Salon gençlerle doluydu. Görüntüye bakınca her görüşten genç olduğunu düşünebilirdi insan.
Ama öyle değildi. Tıpkı önceden bilgilendirilmiş ve ellerine sorular verilmiş yandaş gazeteciler gibiydi o gençler.
Hepse Erdoğan'a hayranlıkla bakarak sordular sorularını. Her soru önceden hazırlanmış ve ellerine verilmiş izlenimi yaratıyordu.
Anayasa değişiklikleri ile ilgili eleştirileri içeren tek soru bile sorulmadı. Erdoğan o gece herhalde tam da özlediği ve tamamını böyle görmek istediği gençlerin karşısında çok mutlu olmuştur.
CANIMI SIKAN ŞEYLER
BU MİLLETİ REFERANDUM MANYAĞI YAPACAKLAR
Lafın aslı biliyorsunuz bir mafyacının “Onu mermi manyağı yapacağım” cümlesidir. Cumhurbaşkanı Erdoğan “Referandumda evet çıktıktan sonra idam konusu da Meclis'e gelecek. MHP ile birlikte yapılacak. CHP katılmazsa yine referanduma gideriz” deyince aklıma bu laf geldi.
Cumhurbaşkanı idam konusunu 15 Temmuz'dan bu yana sürekli tekrarlıyor. Başkanlık sistemini getiren anayasa değişikliği sırasında da söylemişti. Ama nedense paketin içine idam konulmadı.
Neden acaba?
Pakette idam konusu da olsa muhtemelen evet oyları için önemli bir ivme sağlayabilirdi. İktidar buna yanaşmadı.
Şimdi henüz bir referandumu bitirmeden Erdoğan bir yeni referandumdan söz ediyor.

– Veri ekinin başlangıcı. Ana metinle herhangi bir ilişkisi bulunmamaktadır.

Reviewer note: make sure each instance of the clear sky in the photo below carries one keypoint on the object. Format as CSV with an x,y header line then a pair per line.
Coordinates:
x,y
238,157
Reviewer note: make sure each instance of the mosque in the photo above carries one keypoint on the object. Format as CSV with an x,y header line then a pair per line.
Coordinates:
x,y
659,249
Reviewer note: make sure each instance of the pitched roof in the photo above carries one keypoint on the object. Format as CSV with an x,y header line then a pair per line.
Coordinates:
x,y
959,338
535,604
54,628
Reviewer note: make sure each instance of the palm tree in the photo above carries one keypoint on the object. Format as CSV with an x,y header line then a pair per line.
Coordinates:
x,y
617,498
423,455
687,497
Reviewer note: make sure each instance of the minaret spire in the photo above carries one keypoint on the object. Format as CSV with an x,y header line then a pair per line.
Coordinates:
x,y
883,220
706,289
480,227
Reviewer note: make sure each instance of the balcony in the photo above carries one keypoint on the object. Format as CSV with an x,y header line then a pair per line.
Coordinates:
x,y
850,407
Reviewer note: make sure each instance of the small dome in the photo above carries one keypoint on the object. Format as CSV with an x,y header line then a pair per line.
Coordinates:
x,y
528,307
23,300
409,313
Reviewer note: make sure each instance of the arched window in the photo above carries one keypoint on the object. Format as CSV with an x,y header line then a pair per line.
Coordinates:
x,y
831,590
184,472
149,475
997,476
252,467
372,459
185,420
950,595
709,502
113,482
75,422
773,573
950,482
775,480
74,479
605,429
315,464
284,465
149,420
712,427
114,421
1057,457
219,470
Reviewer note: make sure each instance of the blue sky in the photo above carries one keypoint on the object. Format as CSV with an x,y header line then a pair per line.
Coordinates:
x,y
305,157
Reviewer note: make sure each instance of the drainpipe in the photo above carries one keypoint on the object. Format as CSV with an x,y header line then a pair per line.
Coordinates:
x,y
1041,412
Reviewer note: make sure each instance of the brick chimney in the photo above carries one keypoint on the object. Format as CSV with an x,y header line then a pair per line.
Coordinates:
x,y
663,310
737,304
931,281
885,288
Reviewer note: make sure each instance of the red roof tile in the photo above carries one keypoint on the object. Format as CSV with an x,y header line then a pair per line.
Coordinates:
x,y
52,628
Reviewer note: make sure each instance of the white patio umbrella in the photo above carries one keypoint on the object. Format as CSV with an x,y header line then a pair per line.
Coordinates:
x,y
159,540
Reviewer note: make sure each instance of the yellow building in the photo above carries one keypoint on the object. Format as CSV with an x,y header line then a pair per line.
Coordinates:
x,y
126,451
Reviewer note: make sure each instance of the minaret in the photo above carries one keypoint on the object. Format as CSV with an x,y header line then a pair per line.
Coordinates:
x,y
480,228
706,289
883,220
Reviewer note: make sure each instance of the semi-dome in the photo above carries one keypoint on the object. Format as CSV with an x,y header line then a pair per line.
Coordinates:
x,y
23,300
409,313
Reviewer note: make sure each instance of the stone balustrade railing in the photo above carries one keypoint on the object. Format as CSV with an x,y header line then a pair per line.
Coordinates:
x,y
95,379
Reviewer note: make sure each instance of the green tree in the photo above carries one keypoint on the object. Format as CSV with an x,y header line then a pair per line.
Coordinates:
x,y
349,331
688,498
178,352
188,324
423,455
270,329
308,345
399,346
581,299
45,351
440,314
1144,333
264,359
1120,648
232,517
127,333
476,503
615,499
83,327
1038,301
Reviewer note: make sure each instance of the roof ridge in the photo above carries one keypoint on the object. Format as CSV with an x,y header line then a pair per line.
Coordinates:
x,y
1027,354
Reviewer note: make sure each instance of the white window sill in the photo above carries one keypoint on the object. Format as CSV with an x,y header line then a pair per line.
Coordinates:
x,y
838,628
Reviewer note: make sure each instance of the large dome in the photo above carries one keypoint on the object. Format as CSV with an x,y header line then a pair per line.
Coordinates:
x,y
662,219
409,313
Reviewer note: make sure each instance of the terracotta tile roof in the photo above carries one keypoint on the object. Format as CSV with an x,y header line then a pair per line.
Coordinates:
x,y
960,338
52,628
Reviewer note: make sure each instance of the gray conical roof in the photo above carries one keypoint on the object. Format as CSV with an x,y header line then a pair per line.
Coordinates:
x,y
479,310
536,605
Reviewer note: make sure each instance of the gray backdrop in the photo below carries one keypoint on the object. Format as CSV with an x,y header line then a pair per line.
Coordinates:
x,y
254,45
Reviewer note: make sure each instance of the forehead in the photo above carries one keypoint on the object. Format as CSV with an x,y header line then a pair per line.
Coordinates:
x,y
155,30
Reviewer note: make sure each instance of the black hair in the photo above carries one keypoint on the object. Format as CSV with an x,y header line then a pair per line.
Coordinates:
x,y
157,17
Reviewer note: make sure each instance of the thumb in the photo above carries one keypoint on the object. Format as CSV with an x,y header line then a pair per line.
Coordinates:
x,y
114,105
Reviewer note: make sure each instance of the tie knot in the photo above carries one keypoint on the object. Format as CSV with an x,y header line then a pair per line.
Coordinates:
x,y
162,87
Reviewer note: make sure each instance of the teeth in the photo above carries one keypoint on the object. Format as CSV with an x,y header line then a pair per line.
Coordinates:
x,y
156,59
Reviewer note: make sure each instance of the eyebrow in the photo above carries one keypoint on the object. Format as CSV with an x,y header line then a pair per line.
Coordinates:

Demek ki evetler üstün çıkarsa bir süre sonra “haydi bir daha referanduma” denilecek.
Evet'çilere şunu
söylemek isterim; bu değişikliğe idam konabileceği halde koymadılar, demek ki Erdoğan evet çıkıp çok güçlense bile seçim atmosferinin gerginliğini sürdürmek niyetinde. Bunu iyi düşünün.
MERAK ETTİĞİM ŞEYLER
BAŞKANLIK SİSTEMİ KİMİN FİKRİ?
Çok değil 10 gün kadar önce Cumhurbaşkanı Erdoğan başkanlık sistemi ile ilgili konuşurken “Bu benim şahsımın projesidir” demişti.
Halen uygulanan sistemin çift başlılık yarattığını söyleyen Erdoğan “Yetkilerin tek elde toplanması çok daha hayırlıdır. Sistemi bunun için getiriyoruz. Türkiye bu değişiklikle şaha kalkacak” diye konuşmuştu.
Aynı Erdoğan iki gün önce ise “Bu proje bir kişinin değildir. Ak Parti ve MHP bir araya gelmiş, Türkiye'nin daha güçlü olması için bu sistemi bulmuştur. Kimse bunu kendi üzerine almasın” dedi.
Şimdi hangisi doğru?
Bu sistem Erdoğan'ın şahsi projesi mi yoksa bir kişiye ait olmayan AKP ve MHP'nin kafa kafaya verip buldukları bir sistem mi?